Every year, thousands of defective motor vehicles in Pennsylvania and the rest of the United States are bought back by manufacturers because of repair issues. Despite popular belief, the titles of these vehicles are not marked to indicate that they are lemons. The manufacturers will resell the same vehicles, even if they have not been repaired. These vehicles could then be back on the roads and back in need of repair.
There are lemon laws in every state in the country, and they establish minimum standards for having vehicles repaired under warranty. For vehicles with defects that cannot be repaired after multiple attempts or within a certain time period, the manufacturer is required to buy the vehicle back or give the consumer a non-defective vehicle in its place.
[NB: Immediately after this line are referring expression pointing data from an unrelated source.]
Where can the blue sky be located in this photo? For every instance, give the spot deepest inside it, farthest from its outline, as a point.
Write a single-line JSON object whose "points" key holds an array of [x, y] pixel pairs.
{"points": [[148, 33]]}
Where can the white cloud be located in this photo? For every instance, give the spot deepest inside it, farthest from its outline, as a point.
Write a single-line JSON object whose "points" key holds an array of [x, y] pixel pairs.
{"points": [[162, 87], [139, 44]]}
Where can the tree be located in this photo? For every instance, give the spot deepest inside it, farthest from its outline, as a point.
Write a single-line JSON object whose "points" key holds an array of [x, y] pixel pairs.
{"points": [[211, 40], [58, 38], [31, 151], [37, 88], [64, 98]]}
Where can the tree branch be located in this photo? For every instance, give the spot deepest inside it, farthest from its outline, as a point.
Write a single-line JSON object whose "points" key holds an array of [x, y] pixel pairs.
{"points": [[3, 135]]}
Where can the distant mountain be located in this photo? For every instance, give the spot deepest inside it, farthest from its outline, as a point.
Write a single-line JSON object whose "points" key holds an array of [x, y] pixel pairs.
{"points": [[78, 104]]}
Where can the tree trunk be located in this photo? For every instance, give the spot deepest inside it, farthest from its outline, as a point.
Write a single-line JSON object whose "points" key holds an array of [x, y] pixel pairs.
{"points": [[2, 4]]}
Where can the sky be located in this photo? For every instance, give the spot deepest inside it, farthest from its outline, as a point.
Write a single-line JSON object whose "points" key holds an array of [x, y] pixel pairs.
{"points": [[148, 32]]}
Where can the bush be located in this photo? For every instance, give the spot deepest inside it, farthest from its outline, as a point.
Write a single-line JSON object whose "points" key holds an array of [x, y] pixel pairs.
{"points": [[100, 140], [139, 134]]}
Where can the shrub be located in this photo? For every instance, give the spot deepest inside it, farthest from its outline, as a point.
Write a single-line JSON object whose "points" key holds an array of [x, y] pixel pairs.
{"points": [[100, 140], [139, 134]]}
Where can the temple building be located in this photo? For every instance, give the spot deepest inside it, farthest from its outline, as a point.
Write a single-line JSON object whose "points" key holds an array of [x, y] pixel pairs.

What happens to the lemon vehicles will depend on the state where the vehicles are shipped. However, a lemon could be sold again to a new consumer who may not be aware of the vehicle's unsavory repair history.
Special titles are often used for vehicles that have unusual histories. It is the practice in many states to have the titles branded so that owners and potential buyers are aware that there is a notable history attached to the vehicle, but the manner in which the title branding is handled depends on state laws, which vary widely.
An attorney who practices consumer protection law may assist a client who unknowingly purchased a lemon vehicle. In many cases, financial compensation could be warranted. The seller of the vehicle and the vehicle's manufacturer may be sued for misrepresentation and hidden damage.